His work at The Arboretum at Murray State University was crucial in developing his communication skills, he said. He was able to make partnerships with several community organizations – many of which he will work with now as Calloway’s agriculture agent.
He was hired to help expand the arboretum and bridge gaps and make the connections necessary to use it as a educational resource and community attraction.

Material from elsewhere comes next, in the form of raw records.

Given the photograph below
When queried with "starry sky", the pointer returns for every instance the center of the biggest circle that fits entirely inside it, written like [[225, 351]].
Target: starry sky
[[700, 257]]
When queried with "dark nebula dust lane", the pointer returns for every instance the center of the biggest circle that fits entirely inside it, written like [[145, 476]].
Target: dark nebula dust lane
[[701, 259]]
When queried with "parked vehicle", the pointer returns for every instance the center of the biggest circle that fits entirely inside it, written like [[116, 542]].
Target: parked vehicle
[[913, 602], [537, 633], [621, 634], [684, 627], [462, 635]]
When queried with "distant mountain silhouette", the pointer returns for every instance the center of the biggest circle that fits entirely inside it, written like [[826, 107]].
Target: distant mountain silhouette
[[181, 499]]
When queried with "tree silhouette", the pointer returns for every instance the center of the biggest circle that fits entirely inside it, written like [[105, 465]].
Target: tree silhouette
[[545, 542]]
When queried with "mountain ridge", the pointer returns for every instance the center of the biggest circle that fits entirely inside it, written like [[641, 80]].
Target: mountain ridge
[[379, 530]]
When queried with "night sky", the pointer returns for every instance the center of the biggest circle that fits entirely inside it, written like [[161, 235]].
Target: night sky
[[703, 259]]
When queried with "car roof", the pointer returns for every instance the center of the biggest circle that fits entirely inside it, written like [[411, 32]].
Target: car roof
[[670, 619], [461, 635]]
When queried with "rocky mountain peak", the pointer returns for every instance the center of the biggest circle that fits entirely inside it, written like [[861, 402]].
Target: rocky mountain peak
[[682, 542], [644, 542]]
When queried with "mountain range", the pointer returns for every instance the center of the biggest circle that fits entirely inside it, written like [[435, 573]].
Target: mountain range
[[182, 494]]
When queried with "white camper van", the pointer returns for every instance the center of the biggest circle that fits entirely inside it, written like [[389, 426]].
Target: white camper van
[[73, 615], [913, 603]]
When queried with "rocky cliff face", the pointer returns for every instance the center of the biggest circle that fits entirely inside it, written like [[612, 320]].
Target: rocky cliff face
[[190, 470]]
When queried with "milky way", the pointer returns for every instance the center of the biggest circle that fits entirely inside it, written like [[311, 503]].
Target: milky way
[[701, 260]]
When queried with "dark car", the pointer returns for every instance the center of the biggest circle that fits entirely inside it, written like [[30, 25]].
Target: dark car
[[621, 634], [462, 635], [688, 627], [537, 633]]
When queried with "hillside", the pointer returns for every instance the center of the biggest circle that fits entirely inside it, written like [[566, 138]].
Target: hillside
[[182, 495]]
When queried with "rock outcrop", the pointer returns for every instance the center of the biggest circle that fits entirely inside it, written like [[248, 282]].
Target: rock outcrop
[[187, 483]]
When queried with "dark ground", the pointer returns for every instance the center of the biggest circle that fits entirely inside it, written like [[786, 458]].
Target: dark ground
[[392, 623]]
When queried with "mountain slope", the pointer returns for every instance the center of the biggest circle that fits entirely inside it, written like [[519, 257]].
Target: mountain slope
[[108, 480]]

In some ways, he said, that is exactly what he will do for the extension office.
“I always thought it would be a very unique job within the community, where you could really make an impact within the field of agriculture while still staying in a community that you want to live in and be local,” he said. “It’s really one of the most important factors in local agriculture.”
Agriculture agents through the University of Kentucky-Kentucky State University partnership work to share farming and related research with the practical related community, helping to make the Commonwealth a leader in cutting-edge agricultural science on both research and educational levels.
“Agents create a link between the field of agriculture and the research that at the land-grant universities,” he said. “So we provide any information that we can to local farmers and home-owners as well. We’re the link to new research or anything that’s coming out that could potentially help a farmer or maybe help them get higher yields or better production numbers.”
And while Chadwick says agriculture is a vital part of what makes Murray and Calloway County what it is, he thinks a better understanding nationwide of plant production and problems facing the industry will help round out a healthier view from where people think they’re food originates.
He said that is precisely what he would like to see done in Calloway, where a more and more urbanized city is dependent on farming around it.
“I would like to see the community more involved and to help bridge that gap between the town community and the farm community. Murray is really good about that already, but I want to further help to develop that relationship.”